The recipe generalises:

  1. Provision the overlay interface on each host with a stable private IP (the tunnel's own address).
  2. qu init --advertise <overlay-ip>:9901.
  3. Set bind_addr: <overlay-ip> in node.yaml so the daemon does not also listen on the public interface.
  4. Open :9901 only on the overlay interface in your firewall — for nftables that's something like iifname "wg0" tcp dport 9901 accept.

The cluster secret and mTLS fingerprints still apply; the overlay just removes the open-internet attack surface.

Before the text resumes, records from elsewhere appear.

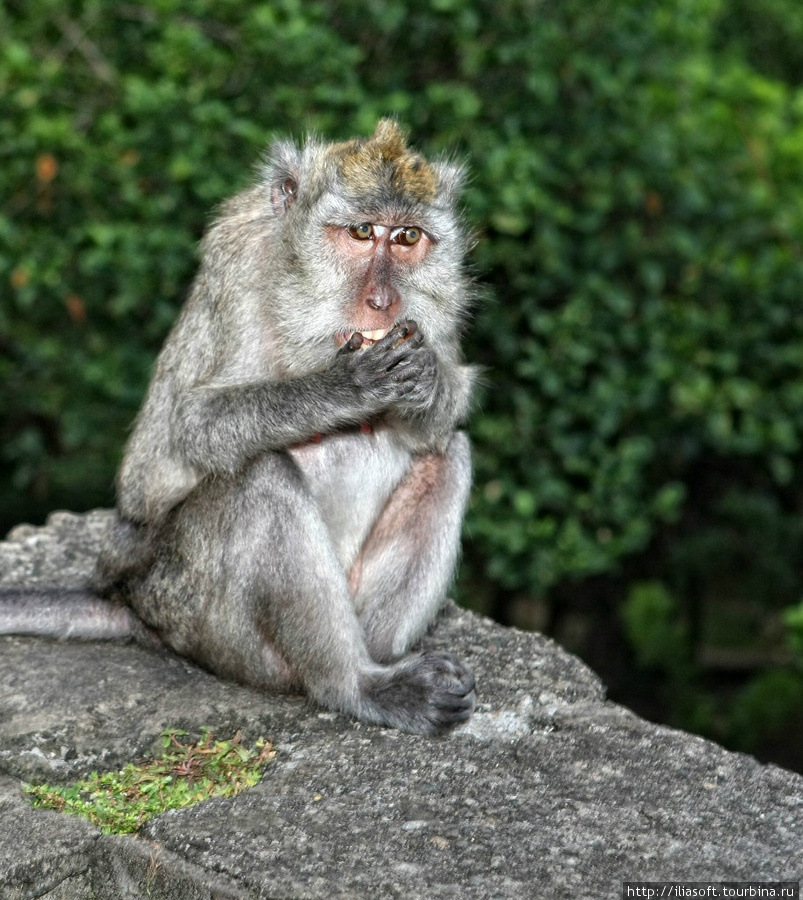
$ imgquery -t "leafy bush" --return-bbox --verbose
[0,0,803,768]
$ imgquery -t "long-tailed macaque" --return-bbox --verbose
[0,120,475,734]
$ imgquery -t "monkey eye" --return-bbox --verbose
[349,222,374,241]
[395,226,421,247]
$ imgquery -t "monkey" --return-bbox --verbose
[0,119,476,735]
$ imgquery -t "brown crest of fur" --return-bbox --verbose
[331,119,438,203]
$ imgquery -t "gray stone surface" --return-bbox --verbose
[0,511,803,900]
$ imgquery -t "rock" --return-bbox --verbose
[0,511,803,900]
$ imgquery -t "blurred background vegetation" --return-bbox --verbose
[0,0,803,769]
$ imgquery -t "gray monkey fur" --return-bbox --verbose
[0,120,475,734]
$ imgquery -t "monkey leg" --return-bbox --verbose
[350,432,471,662]
[129,453,474,734]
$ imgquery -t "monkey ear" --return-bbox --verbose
[261,141,301,216]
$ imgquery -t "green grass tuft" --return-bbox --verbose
[23,729,275,834]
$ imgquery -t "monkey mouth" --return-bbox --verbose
[335,328,390,347]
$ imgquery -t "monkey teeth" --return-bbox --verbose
[360,328,390,347]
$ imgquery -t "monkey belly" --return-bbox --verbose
[119,442,411,690]
[289,427,412,572]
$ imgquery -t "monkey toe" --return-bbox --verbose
[361,653,477,735]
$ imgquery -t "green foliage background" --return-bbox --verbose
[0,0,803,765]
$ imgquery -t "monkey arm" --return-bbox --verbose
[172,373,366,474]
[394,345,477,453]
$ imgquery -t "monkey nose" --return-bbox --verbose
[365,284,401,310]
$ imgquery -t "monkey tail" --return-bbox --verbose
[0,588,137,641]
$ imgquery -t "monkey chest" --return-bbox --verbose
[289,430,411,568]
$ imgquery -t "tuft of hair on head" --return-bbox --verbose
[330,119,439,203]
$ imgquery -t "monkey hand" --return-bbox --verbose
[338,320,438,412]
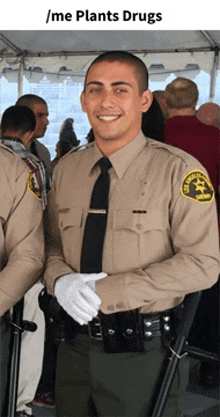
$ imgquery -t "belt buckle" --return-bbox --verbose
[88,316,103,340]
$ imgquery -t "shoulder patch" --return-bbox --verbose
[27,171,42,200]
[180,169,215,204]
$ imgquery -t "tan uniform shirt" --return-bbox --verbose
[45,133,219,314]
[0,145,44,315]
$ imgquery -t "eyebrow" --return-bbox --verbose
[86,81,131,87]
[35,112,49,117]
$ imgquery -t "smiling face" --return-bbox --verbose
[81,61,152,153]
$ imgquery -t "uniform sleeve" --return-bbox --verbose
[0,164,45,315]
[96,164,220,314]
[44,185,72,294]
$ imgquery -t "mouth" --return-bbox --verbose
[97,114,121,122]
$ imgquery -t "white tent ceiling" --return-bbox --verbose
[0,30,220,99]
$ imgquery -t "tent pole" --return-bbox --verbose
[18,59,24,98]
[209,47,219,101]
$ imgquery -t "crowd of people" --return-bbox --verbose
[0,51,220,417]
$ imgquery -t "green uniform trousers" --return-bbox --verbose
[55,334,189,417]
[0,313,11,417]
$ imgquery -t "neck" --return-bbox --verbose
[168,107,195,119]
[95,132,139,157]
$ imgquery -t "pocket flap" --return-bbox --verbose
[58,207,83,230]
[113,209,168,233]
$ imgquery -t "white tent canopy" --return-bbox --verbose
[0,30,220,100]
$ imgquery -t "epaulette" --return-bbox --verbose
[0,143,16,155]
[57,142,94,160]
[148,138,201,166]
[0,143,28,168]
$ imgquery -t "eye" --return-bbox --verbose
[88,87,101,94]
[115,87,128,94]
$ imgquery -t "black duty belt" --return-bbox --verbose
[39,290,183,353]
[78,309,177,353]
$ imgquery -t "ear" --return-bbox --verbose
[80,91,87,113]
[141,90,153,113]
[22,130,34,146]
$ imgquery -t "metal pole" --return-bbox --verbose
[18,58,24,98]
[209,47,219,101]
[151,292,201,417]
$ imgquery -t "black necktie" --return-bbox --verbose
[80,158,111,273]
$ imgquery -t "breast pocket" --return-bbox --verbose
[113,209,169,271]
[58,207,83,268]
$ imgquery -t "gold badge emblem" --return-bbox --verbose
[180,169,215,204]
[27,172,42,199]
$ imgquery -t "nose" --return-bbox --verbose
[101,90,113,108]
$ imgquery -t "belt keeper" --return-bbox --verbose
[169,347,188,360]
[88,208,107,214]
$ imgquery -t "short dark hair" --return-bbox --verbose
[15,94,47,107]
[84,51,148,93]
[1,106,36,134]
[165,77,199,109]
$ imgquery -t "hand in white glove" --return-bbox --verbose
[54,272,107,325]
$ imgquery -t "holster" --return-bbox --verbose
[99,309,144,353]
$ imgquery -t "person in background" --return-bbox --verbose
[15,94,52,413]
[32,118,80,408]
[165,77,220,387]
[0,106,47,416]
[141,97,165,142]
[44,51,219,417]
[15,94,52,181]
[196,103,220,129]
[52,121,80,169]
[59,117,80,147]
[153,90,168,122]
[0,141,44,417]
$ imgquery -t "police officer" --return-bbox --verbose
[45,51,219,417]
[0,105,48,417]
[0,145,44,416]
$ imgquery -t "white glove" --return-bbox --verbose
[54,272,107,325]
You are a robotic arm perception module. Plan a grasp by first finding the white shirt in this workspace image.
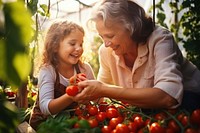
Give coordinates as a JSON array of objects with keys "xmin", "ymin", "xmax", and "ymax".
[
  {"xmin": 38, "ymin": 63, "xmax": 95, "ymax": 115},
  {"xmin": 97, "ymin": 26, "xmax": 200, "ymax": 106}
]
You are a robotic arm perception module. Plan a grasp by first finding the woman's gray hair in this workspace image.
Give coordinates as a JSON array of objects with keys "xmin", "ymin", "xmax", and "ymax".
[{"xmin": 90, "ymin": 0, "xmax": 154, "ymax": 43}]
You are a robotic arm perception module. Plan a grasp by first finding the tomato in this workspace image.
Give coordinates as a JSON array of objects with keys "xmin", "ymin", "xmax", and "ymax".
[
  {"xmin": 69, "ymin": 73, "xmax": 86, "ymax": 85},
  {"xmin": 77, "ymin": 73, "xmax": 86, "ymax": 78},
  {"xmin": 88, "ymin": 118, "xmax": 99, "ymax": 128},
  {"xmin": 181, "ymin": 115, "xmax": 189, "ymax": 127},
  {"xmin": 75, "ymin": 107, "xmax": 83, "ymax": 116},
  {"xmin": 133, "ymin": 116, "xmax": 145, "ymax": 128},
  {"xmin": 77, "ymin": 119, "xmax": 90, "ymax": 129},
  {"xmin": 168, "ymin": 119, "xmax": 181, "ymax": 133},
  {"xmin": 101, "ymin": 125, "xmax": 112, "ymax": 133},
  {"xmin": 167, "ymin": 108, "xmax": 178, "ymax": 115},
  {"xmin": 128, "ymin": 122, "xmax": 138, "ymax": 133},
  {"xmin": 177, "ymin": 113, "xmax": 185, "ymax": 121},
  {"xmin": 96, "ymin": 112, "xmax": 106, "ymax": 122},
  {"xmin": 184, "ymin": 128, "xmax": 198, "ymax": 133},
  {"xmin": 88, "ymin": 106, "xmax": 98, "ymax": 116},
  {"xmin": 108, "ymin": 117, "xmax": 123, "ymax": 129},
  {"xmin": 190, "ymin": 109, "xmax": 200, "ymax": 126},
  {"xmin": 99, "ymin": 102, "xmax": 108, "ymax": 112},
  {"xmin": 165, "ymin": 128, "xmax": 175, "ymax": 133},
  {"xmin": 66, "ymin": 85, "xmax": 79, "ymax": 96},
  {"xmin": 130, "ymin": 114, "xmax": 141, "ymax": 121},
  {"xmin": 154, "ymin": 112, "xmax": 167, "ymax": 121},
  {"xmin": 149, "ymin": 122, "xmax": 165, "ymax": 133},
  {"xmin": 106, "ymin": 108, "xmax": 119, "ymax": 119},
  {"xmin": 144, "ymin": 119, "xmax": 151, "ymax": 126},
  {"xmin": 115, "ymin": 123, "xmax": 129, "ymax": 133}
]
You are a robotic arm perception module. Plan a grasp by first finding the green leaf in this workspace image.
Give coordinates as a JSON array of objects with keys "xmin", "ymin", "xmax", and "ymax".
[{"xmin": 0, "ymin": 1, "xmax": 33, "ymax": 87}]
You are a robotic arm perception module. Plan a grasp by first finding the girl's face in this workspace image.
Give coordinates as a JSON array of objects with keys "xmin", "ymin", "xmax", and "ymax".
[
  {"xmin": 58, "ymin": 29, "xmax": 84, "ymax": 65},
  {"xmin": 96, "ymin": 19, "xmax": 135, "ymax": 55}
]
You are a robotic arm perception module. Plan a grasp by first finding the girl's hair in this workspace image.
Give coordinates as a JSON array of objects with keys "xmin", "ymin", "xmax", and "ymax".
[
  {"xmin": 39, "ymin": 20, "xmax": 85, "ymax": 68},
  {"xmin": 89, "ymin": 0, "xmax": 154, "ymax": 43}
]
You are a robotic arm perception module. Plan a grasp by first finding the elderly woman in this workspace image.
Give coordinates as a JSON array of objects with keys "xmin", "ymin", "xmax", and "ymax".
[{"xmin": 75, "ymin": 0, "xmax": 200, "ymax": 109}]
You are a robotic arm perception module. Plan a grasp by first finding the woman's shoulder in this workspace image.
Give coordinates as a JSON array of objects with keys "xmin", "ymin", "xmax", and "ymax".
[
  {"xmin": 152, "ymin": 25, "xmax": 172, "ymax": 37},
  {"xmin": 39, "ymin": 65, "xmax": 55, "ymax": 75}
]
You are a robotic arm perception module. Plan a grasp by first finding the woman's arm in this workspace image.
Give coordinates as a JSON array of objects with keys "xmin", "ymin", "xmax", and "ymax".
[{"xmin": 75, "ymin": 80, "xmax": 177, "ymax": 108}]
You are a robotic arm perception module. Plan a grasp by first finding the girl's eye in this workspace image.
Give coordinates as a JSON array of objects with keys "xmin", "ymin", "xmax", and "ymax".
[
  {"xmin": 107, "ymin": 35, "xmax": 114, "ymax": 38},
  {"xmin": 69, "ymin": 42, "xmax": 76, "ymax": 46}
]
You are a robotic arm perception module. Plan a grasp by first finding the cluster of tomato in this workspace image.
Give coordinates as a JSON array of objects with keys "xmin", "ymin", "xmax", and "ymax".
[
  {"xmin": 69, "ymin": 102, "xmax": 200, "ymax": 133},
  {"xmin": 66, "ymin": 73, "xmax": 86, "ymax": 96}
]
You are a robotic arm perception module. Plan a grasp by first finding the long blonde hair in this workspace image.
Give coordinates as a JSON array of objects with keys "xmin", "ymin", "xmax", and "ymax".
[{"xmin": 36, "ymin": 20, "xmax": 85, "ymax": 74}]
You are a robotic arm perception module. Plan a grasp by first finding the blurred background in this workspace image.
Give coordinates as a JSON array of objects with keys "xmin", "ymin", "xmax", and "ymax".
[{"xmin": 0, "ymin": 0, "xmax": 200, "ymax": 132}]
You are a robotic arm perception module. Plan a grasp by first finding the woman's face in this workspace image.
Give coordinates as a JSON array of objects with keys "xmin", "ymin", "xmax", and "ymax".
[
  {"xmin": 58, "ymin": 29, "xmax": 84, "ymax": 65},
  {"xmin": 96, "ymin": 19, "xmax": 134, "ymax": 55}
]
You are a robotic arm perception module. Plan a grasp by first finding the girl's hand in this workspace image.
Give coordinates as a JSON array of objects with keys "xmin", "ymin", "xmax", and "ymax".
[
  {"xmin": 74, "ymin": 80, "xmax": 103, "ymax": 102},
  {"xmin": 69, "ymin": 73, "xmax": 87, "ymax": 85}
]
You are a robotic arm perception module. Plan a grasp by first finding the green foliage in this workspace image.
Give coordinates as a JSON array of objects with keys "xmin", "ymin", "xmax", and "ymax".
[
  {"xmin": 150, "ymin": 0, "xmax": 200, "ymax": 69},
  {"xmin": 0, "ymin": 99, "xmax": 19, "ymax": 133},
  {"xmin": 0, "ymin": 1, "xmax": 33, "ymax": 87},
  {"xmin": 180, "ymin": 0, "xmax": 200, "ymax": 69},
  {"xmin": 37, "ymin": 114, "xmax": 100, "ymax": 133},
  {"xmin": 89, "ymin": 36, "xmax": 103, "ymax": 76}
]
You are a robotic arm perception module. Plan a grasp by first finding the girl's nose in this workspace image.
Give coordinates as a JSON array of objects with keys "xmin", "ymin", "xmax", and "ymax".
[
  {"xmin": 76, "ymin": 46, "xmax": 83, "ymax": 51},
  {"xmin": 105, "ymin": 41, "xmax": 112, "ymax": 47}
]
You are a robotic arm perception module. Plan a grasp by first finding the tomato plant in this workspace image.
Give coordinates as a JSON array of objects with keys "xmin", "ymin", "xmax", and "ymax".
[
  {"xmin": 66, "ymin": 85, "xmax": 79, "ymax": 96},
  {"xmin": 69, "ymin": 73, "xmax": 86, "ymax": 85},
  {"xmin": 88, "ymin": 105, "xmax": 98, "ymax": 116},
  {"xmin": 106, "ymin": 107, "xmax": 119, "ymax": 119},
  {"xmin": 190, "ymin": 109, "xmax": 200, "ymax": 126},
  {"xmin": 96, "ymin": 112, "xmax": 106, "ymax": 122},
  {"xmin": 115, "ymin": 123, "xmax": 130, "ymax": 133},
  {"xmin": 101, "ymin": 125, "xmax": 112, "ymax": 133},
  {"xmin": 128, "ymin": 122, "xmax": 138, "ymax": 133},
  {"xmin": 168, "ymin": 119, "xmax": 181, "ymax": 133},
  {"xmin": 88, "ymin": 118, "xmax": 99, "ymax": 128},
  {"xmin": 149, "ymin": 122, "xmax": 165, "ymax": 133},
  {"xmin": 108, "ymin": 117, "xmax": 123, "ymax": 129}
]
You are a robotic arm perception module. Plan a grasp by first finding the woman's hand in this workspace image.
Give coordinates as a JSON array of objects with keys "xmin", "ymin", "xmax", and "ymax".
[{"xmin": 73, "ymin": 80, "xmax": 103, "ymax": 103}]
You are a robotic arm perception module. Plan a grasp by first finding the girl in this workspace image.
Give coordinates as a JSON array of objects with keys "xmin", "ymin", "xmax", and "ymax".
[{"xmin": 30, "ymin": 21, "xmax": 95, "ymax": 129}]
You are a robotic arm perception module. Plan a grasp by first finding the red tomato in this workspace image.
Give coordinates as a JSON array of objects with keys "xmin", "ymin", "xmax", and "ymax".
[
  {"xmin": 177, "ymin": 113, "xmax": 185, "ymax": 121},
  {"xmin": 75, "ymin": 107, "xmax": 83, "ymax": 116},
  {"xmin": 165, "ymin": 128, "xmax": 175, "ymax": 133},
  {"xmin": 115, "ymin": 123, "xmax": 129, "ymax": 133},
  {"xmin": 96, "ymin": 112, "xmax": 106, "ymax": 122},
  {"xmin": 77, "ymin": 73, "xmax": 86, "ymax": 78},
  {"xmin": 168, "ymin": 120, "xmax": 181, "ymax": 133},
  {"xmin": 184, "ymin": 128, "xmax": 198, "ymax": 133},
  {"xmin": 69, "ymin": 73, "xmax": 86, "ymax": 85},
  {"xmin": 108, "ymin": 117, "xmax": 123, "ymax": 129},
  {"xmin": 66, "ymin": 85, "xmax": 79, "ymax": 96},
  {"xmin": 154, "ymin": 112, "xmax": 167, "ymax": 120},
  {"xmin": 190, "ymin": 109, "xmax": 200, "ymax": 126},
  {"xmin": 144, "ymin": 119, "xmax": 151, "ymax": 126},
  {"xmin": 88, "ymin": 106, "xmax": 98, "ymax": 116},
  {"xmin": 130, "ymin": 114, "xmax": 141, "ymax": 121},
  {"xmin": 99, "ymin": 102, "xmax": 108, "ymax": 112},
  {"xmin": 106, "ymin": 108, "xmax": 119, "ymax": 119},
  {"xmin": 128, "ymin": 122, "xmax": 138, "ymax": 133},
  {"xmin": 88, "ymin": 118, "xmax": 99, "ymax": 128},
  {"xmin": 149, "ymin": 122, "xmax": 165, "ymax": 133},
  {"xmin": 181, "ymin": 115, "xmax": 189, "ymax": 127},
  {"xmin": 133, "ymin": 116, "xmax": 145, "ymax": 128},
  {"xmin": 101, "ymin": 125, "xmax": 112, "ymax": 133}
]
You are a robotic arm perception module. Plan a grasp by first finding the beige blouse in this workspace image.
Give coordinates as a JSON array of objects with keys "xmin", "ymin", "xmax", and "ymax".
[{"xmin": 97, "ymin": 26, "xmax": 200, "ymax": 105}]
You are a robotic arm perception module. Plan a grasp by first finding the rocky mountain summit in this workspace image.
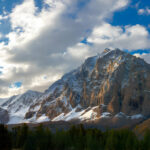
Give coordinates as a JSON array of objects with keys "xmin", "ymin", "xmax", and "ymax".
[{"xmin": 1, "ymin": 49, "xmax": 150, "ymax": 123}]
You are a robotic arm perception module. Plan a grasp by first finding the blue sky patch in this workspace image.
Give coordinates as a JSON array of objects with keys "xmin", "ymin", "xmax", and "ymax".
[{"xmin": 10, "ymin": 82, "xmax": 22, "ymax": 88}]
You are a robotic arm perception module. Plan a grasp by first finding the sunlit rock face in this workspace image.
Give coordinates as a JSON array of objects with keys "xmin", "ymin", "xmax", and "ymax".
[
  {"xmin": 24, "ymin": 49, "xmax": 150, "ymax": 120},
  {"xmin": 2, "ymin": 49, "xmax": 150, "ymax": 124},
  {"xmin": 0, "ymin": 108, "xmax": 9, "ymax": 124}
]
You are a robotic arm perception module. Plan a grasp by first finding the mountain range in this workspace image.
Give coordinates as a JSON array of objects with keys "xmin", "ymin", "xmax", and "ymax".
[{"xmin": 0, "ymin": 49, "xmax": 150, "ymax": 130}]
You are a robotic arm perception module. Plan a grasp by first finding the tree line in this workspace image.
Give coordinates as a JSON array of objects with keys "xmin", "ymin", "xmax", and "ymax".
[{"xmin": 0, "ymin": 124, "xmax": 150, "ymax": 150}]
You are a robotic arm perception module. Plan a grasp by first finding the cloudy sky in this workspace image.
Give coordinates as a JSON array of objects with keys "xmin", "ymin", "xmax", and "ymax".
[{"xmin": 0, "ymin": 0, "xmax": 150, "ymax": 98}]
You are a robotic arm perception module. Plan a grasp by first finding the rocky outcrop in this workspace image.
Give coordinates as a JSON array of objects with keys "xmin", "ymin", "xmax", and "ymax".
[
  {"xmin": 25, "ymin": 49, "xmax": 150, "ymax": 120},
  {"xmin": 0, "ymin": 108, "xmax": 9, "ymax": 124},
  {"xmin": 2, "ymin": 49, "xmax": 150, "ymax": 125}
]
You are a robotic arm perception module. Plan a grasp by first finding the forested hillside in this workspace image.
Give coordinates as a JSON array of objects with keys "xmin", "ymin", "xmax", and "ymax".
[{"xmin": 0, "ymin": 124, "xmax": 150, "ymax": 150}]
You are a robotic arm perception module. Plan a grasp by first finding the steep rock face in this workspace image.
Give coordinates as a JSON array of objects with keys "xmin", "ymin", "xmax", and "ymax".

Why prefer overlay over public exposure

  • Single failure domain at the network layer: an attacker who finds an exploit in your overlay client (rare; Tailscale and WireGuard are small surfaces) still hits the application-layer pinning before any cluster-level operation.
  • The cluster secret can be lower-entropy when it's already unreachable from outside. (You should still treat it as a real secret; "defence in depth" only works if every layer is real.)
  • ICMP probes from a homelab to a target on the public internet are trivial through NAT, but ICMP into a homelab usually isn't. Running qu on a tailnet means peers can heartbeat each other regardless of NAT direction.

Trade-offs

  • One more thing to monitor. If your tailnet is down, your monitor is down. Counter-measure: run another tiny qu cluster (or a single node) on the public internet that watches the overlay's coordinator health.
  • Probe latency includes the overlay's hop. Tailscale's wireguard is fast (<1 ms LAN, single-digit ms WAN) so this rarely matters, but if you're alerting on tight latency thresholds, account for it.